吴亦可:“然后就没有然后了。他说我不了解你,也不了解他;还说你不缺朋友,他也不能要朋友。”
苻行舟有些意外地怔了怔,然后低低地笑了。
过了会儿还嫌不过瘾,干脆也不压嗓子,笑得开怀。
他对吴亦可说:“亦可呀亦可,瞧这话说的,我可真是太欣赏羽公子了——”
吴亦可:“……”
苻行舟已经沉浸在了自己的世界里。
他苻楼远会缺朋友吗?
当然不会。
这个“不会”,并不是说他的朋友很多,相反,能让苻将军真正当成朋友的很少,因为到了他的地位,他的心境,早已不需要再多的朋友。

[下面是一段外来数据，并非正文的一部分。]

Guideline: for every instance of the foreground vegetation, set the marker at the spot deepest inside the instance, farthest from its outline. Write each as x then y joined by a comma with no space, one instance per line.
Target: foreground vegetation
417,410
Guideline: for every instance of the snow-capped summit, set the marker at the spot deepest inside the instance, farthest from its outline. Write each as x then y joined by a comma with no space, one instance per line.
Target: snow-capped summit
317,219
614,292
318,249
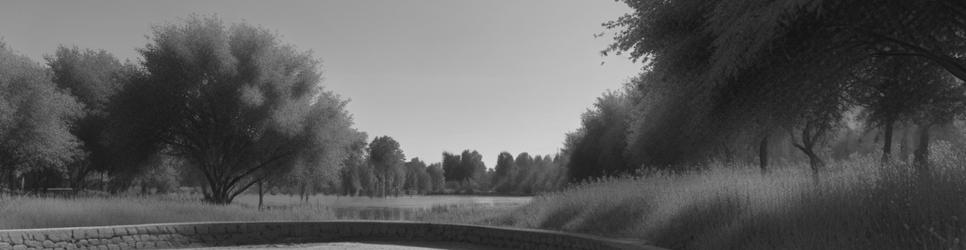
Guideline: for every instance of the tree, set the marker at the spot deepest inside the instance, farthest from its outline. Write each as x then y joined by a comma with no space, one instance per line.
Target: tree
417,178
331,125
93,77
505,172
451,167
437,178
600,151
387,160
35,119
235,101
472,169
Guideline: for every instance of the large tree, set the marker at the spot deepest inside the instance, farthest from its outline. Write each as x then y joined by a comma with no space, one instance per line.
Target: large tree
600,151
35,118
93,77
234,100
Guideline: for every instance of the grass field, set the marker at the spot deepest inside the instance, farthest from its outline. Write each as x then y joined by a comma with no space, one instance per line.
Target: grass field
857,205
37,212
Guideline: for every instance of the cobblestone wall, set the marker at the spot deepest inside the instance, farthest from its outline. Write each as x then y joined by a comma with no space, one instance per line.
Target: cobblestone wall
179,235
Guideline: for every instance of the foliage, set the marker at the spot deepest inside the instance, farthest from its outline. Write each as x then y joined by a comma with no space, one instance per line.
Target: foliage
93,77
600,149
387,161
860,205
235,101
35,119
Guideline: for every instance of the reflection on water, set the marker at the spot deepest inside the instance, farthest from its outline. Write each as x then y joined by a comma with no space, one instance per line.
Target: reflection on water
388,208
393,213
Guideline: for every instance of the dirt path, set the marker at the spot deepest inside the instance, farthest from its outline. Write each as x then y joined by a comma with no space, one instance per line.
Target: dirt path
360,246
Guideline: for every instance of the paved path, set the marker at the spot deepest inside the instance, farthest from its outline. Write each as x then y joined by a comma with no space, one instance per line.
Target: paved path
360,246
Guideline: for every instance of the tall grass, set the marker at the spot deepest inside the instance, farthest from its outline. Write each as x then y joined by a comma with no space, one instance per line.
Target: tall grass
37,212
858,204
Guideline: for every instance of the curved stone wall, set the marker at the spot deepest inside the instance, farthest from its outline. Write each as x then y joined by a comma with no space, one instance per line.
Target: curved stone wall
179,235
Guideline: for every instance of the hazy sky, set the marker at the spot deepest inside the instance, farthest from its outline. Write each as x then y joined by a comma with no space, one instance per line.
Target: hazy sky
435,75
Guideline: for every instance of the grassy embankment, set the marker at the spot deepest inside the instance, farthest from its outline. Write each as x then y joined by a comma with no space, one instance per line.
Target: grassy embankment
37,212
857,205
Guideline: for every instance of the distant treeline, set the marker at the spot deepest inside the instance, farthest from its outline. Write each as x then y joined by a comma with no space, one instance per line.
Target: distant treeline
740,82
457,174
217,108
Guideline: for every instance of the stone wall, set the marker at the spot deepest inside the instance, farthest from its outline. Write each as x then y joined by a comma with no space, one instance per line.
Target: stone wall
180,235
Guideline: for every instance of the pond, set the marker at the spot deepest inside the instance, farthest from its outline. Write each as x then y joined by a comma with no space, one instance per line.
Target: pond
389,208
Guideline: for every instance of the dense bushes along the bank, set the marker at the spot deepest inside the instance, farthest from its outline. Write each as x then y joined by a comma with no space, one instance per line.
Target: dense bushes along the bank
858,205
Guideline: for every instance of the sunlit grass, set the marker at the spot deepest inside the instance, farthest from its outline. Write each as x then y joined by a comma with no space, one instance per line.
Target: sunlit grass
38,212
857,205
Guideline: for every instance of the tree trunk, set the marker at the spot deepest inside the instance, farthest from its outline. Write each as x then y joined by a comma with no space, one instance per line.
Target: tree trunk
904,146
763,154
887,143
921,160
261,195
815,163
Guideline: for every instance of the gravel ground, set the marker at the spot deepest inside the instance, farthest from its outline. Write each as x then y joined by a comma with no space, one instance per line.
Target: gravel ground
360,246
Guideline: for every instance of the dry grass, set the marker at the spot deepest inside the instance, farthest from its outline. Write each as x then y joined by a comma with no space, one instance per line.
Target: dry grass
857,205
36,212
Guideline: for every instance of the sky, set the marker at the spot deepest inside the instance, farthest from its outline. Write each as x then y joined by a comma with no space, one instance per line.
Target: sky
435,75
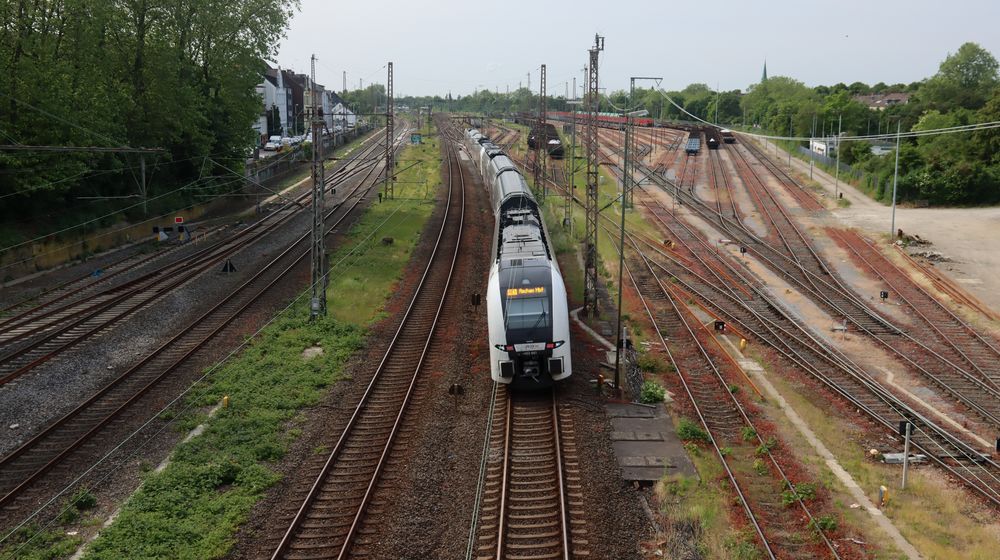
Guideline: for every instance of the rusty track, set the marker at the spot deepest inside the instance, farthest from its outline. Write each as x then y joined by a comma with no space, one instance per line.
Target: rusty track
764,319
780,534
331,513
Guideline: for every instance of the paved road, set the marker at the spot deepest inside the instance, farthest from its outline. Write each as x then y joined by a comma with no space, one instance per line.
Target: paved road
969,236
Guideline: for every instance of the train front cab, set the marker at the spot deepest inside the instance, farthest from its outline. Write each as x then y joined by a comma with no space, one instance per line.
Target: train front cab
520,354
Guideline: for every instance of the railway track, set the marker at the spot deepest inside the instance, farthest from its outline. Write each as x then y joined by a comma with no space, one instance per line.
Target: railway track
53,451
947,334
334,507
532,503
946,365
39,334
779,532
797,261
764,319
744,303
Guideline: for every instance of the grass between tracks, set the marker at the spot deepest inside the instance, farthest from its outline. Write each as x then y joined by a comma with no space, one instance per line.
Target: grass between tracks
193,507
932,513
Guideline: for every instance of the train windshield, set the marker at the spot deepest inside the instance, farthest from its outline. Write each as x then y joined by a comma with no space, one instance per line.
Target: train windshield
528,314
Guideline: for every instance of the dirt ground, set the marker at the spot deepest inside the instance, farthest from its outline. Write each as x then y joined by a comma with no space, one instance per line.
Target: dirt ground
965,235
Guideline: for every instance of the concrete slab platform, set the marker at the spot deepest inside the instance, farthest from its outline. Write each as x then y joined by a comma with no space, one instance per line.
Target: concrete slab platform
645,444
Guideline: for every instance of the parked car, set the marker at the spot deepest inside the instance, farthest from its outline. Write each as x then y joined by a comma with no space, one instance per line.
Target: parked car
273,143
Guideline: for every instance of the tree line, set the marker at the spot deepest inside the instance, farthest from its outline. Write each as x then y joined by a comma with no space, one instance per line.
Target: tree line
179,75
961,168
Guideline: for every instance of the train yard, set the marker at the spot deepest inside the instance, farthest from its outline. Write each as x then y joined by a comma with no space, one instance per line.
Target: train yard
728,261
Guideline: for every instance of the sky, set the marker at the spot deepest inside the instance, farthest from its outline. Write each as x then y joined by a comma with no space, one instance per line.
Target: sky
460,46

他缺的,是一个能让一成不变、如同淡水的生活,变得多姿新奇的,可爱又可怕的对手。
羽公子能要朋友吗?
自然也是不能的。
因为在这场博弈里,他若交了朋友,交了心,那就不再是一个可怕又可敬的猎物,而是温顺忠心、为人牵神的一个再普通不过的猎犬了。
在一个全是举目无亲的地方,这种交心是致命的。
——没有交心的朋友,生活可能会变得艰难。
但没有可爱的对手,生活必定会变得索然无味。
征服这样可爱的对手,其过程之滋味,必定美妙无比。
“这样的人,王爷竟然亲自送到我面前,真是,真是……”
心里爽得不行的苻将军半天没找到形容词,最后把吴亦可没碰过的那杯茶也喝了,道:“以茶代酒,感谢祖坟冒的青烟!”
被“感谢祖坟冒青烟”的吴亦可:“……”
罢,罢,你们两只疯狗爱咋咋地,不想再多嘴。
沧桑的吴亦可沧桑道:“楼远,禾三儿还在照顾婴儿,我得赶紧回去,省的他一不小心做蠢事。”
苻行舟想也不想地就赶人,说,医好羽公子就赶紧走吧。
吴亦可沧桑地走了。
他想,衣不如新,人不如个戏。
罢了,还是去听禾三儿“啦啦啦”吧,好过这儿神仙打仗。